3) A referência aos Portugueses é por fim importante no esclarecimento de todo um programa político onde a omnipresença da imigração é a chave da “honra de ser francês” (projeto presidencial FN). O problema não são os portugueses que mais não fazem que oferecer-nos uma boa gastronomia e a sua sincera força de trabalho, não constituindo amiúde nem em regra o grosso da instabilidade da ordem nacional. O problema mesmo são “os conflitos interétnicos, as revindicações comunitárias e as provocações político-religiosas, consequências diretas de uma imigração massiva que interfere negativamente com a nossa identidade nacional e traz com ela uma islamização cada vez mais visível” (projeto presidencial FN). Voltamos portanto à clivagem utilitária do bom estrangeiro e do estrangeiro indesejável, e insiste-se nesta diferença pois a “dupla nacionalidade cessará de ser autorizada exceptuando os casos de dupla nacionalidade com um outro pais da União Europeia” (projeto presidencial FN).

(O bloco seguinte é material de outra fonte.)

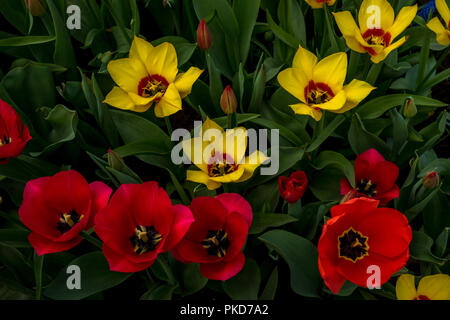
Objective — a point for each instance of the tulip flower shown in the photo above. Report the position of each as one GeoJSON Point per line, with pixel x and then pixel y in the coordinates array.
{"type": "Point", "coordinates": [360, 235]}
{"type": "Point", "coordinates": [220, 156]}
{"type": "Point", "coordinates": [317, 4]}
{"type": "Point", "coordinates": [204, 36]}
{"type": "Point", "coordinates": [56, 209]}
{"type": "Point", "coordinates": [293, 187]}
{"type": "Point", "coordinates": [149, 76]}
{"type": "Point", "coordinates": [139, 223]}
{"type": "Point", "coordinates": [216, 237]}
{"type": "Point", "coordinates": [13, 134]}
{"type": "Point", "coordinates": [435, 287]}
{"type": "Point", "coordinates": [442, 31]}
{"type": "Point", "coordinates": [377, 28]}
{"type": "Point", "coordinates": [374, 178]}
{"type": "Point", "coordinates": [319, 85]}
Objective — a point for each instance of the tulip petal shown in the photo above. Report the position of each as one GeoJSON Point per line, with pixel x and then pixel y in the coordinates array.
{"type": "Point", "coordinates": [185, 81]}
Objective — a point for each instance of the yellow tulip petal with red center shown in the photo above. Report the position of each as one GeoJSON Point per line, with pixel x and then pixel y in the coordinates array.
{"type": "Point", "coordinates": [127, 73]}
{"type": "Point", "coordinates": [294, 81]}
{"type": "Point", "coordinates": [377, 14]}
{"type": "Point", "coordinates": [435, 287]}
{"type": "Point", "coordinates": [185, 81]}
{"type": "Point", "coordinates": [304, 60]}
{"type": "Point", "coordinates": [163, 61]}
{"type": "Point", "coordinates": [304, 109]}
{"type": "Point", "coordinates": [169, 104]}
{"type": "Point", "coordinates": [140, 49]}
{"type": "Point", "coordinates": [402, 21]}
{"type": "Point", "coordinates": [332, 71]}
{"type": "Point", "coordinates": [406, 287]}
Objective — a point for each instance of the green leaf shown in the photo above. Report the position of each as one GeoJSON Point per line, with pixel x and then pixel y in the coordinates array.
{"type": "Point", "coordinates": [376, 107]}
{"type": "Point", "coordinates": [301, 256]}
{"type": "Point", "coordinates": [95, 277]}
{"type": "Point", "coordinates": [244, 285]}
{"type": "Point", "coordinates": [262, 221]}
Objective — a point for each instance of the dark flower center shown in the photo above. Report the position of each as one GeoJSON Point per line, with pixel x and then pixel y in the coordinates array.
{"type": "Point", "coordinates": [318, 93]}
{"type": "Point", "coordinates": [152, 85]}
{"type": "Point", "coordinates": [68, 220]}
{"type": "Point", "coordinates": [367, 187]}
{"type": "Point", "coordinates": [216, 243]}
{"type": "Point", "coordinates": [145, 239]}
{"type": "Point", "coordinates": [352, 245]}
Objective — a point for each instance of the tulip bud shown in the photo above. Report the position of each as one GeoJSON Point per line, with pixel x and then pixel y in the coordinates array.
{"type": "Point", "coordinates": [228, 101]}
{"type": "Point", "coordinates": [204, 37]}
{"type": "Point", "coordinates": [114, 161]}
{"type": "Point", "coordinates": [35, 7]}
{"type": "Point", "coordinates": [430, 180]}
{"type": "Point", "coordinates": [409, 108]}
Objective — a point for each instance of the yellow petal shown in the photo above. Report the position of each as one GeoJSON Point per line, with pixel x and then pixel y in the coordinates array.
{"type": "Point", "coordinates": [405, 287]}
{"type": "Point", "coordinates": [435, 287]}
{"type": "Point", "coordinates": [201, 177]}
{"type": "Point", "coordinates": [302, 108]}
{"type": "Point", "coordinates": [381, 56]}
{"type": "Point", "coordinates": [127, 73]}
{"type": "Point", "coordinates": [252, 162]}
{"type": "Point", "coordinates": [294, 81]}
{"type": "Point", "coordinates": [184, 81]}
{"type": "Point", "coordinates": [377, 14]}
{"type": "Point", "coordinates": [332, 71]}
{"type": "Point", "coordinates": [442, 34]}
{"type": "Point", "coordinates": [169, 104]}
{"type": "Point", "coordinates": [444, 11]}
{"type": "Point", "coordinates": [402, 21]}
{"type": "Point", "coordinates": [355, 91]}
{"type": "Point", "coordinates": [304, 60]}
{"type": "Point", "coordinates": [163, 61]}
{"type": "Point", "coordinates": [120, 99]}
{"type": "Point", "coordinates": [140, 49]}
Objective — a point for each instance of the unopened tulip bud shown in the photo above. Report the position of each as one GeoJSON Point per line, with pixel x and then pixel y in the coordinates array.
{"type": "Point", "coordinates": [35, 7]}
{"type": "Point", "coordinates": [114, 161]}
{"type": "Point", "coordinates": [409, 108]}
{"type": "Point", "coordinates": [430, 180]}
{"type": "Point", "coordinates": [204, 36]}
{"type": "Point", "coordinates": [228, 101]}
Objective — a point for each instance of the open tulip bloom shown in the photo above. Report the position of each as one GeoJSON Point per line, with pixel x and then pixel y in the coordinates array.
{"type": "Point", "coordinates": [435, 25]}
{"type": "Point", "coordinates": [150, 76]}
{"type": "Point", "coordinates": [319, 85]}
{"type": "Point", "coordinates": [378, 28]}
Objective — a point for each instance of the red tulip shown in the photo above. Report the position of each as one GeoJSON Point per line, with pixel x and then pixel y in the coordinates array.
{"type": "Point", "coordinates": [374, 178]}
{"type": "Point", "coordinates": [13, 134]}
{"type": "Point", "coordinates": [293, 187]}
{"type": "Point", "coordinates": [58, 208]}
{"type": "Point", "coordinates": [360, 235]}
{"type": "Point", "coordinates": [216, 238]}
{"type": "Point", "coordinates": [139, 223]}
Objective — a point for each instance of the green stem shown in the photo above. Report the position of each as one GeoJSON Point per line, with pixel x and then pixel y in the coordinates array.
{"type": "Point", "coordinates": [91, 239]}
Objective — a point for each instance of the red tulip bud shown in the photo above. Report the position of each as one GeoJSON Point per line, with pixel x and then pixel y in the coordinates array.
{"type": "Point", "coordinates": [430, 180]}
{"type": "Point", "coordinates": [204, 37]}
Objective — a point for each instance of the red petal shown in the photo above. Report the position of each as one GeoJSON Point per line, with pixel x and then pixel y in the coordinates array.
{"type": "Point", "coordinates": [223, 270]}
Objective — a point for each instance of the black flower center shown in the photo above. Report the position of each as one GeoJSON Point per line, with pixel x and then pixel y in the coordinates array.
{"type": "Point", "coordinates": [352, 245]}
{"type": "Point", "coordinates": [145, 239]}
{"type": "Point", "coordinates": [68, 220]}
{"type": "Point", "coordinates": [367, 187]}
{"type": "Point", "coordinates": [216, 243]}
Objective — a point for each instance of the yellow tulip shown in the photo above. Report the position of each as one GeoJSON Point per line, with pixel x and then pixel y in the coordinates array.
{"type": "Point", "coordinates": [222, 158]}
{"type": "Point", "coordinates": [377, 28]}
{"type": "Point", "coordinates": [319, 85]}
{"type": "Point", "coordinates": [317, 4]}
{"type": "Point", "coordinates": [442, 31]}
{"type": "Point", "coordinates": [150, 76]}
{"type": "Point", "coordinates": [435, 287]}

A especificidade portuguesa que Marine Le Pen tenta introduzir e fazer passar na opinião publica não é inédita. Desde os anos 60/70 os discursos dos políticos franceses referem-se aos portugueses como os imigrantes “bem integrados” (Cf. Albano Cordeiro), tendo-se servido disto nos anos da imigração de massa (60/70) para dosear a necessidade da mão-de-obra argelina (imagem conflituosa e de alteridade extrema, embebida na dolorosa guerra de independência). Para além da racionalidade “racial” subjacente, a retórica hegemónica dos portugueses “bem integrados” é forjada no silêncio e esmagamento das experiências e heterogeneidade dos portugueses em França. Paralelamente, este tipo de discurso, seja proferido por Le Pen, pelo embaixador Português em França ou por Sarkozy, tem como consequência a estigmatização de uma população inteira em vários campos sociais, como exemplifica inesperadamente muito bem este exercício jornalístico no Le Monde : “Chez Tonton, le vrai QG du FN” (Quartel geral).

 

E agora que dei mais espaço de antena do que aquele que devia ao projeto presidencial do FN, dizer que como imigrante portuguesa em França senti-me envergonhada e ofendida de ouvir a palavra português da boca de Marine Le Pen. Saí do meu “je” individual e apropriei-me do “nous” colectivo. Este “nous” que não é simplesmente o “nous” português, mas também o “nous” argelino, o “nous” senegalês ou o “nous” chinês. Nós estrangeiros em França, indivisíveis na nossa condição material de imigrantes, expostos impunemente à xenofobia explicita e institucional.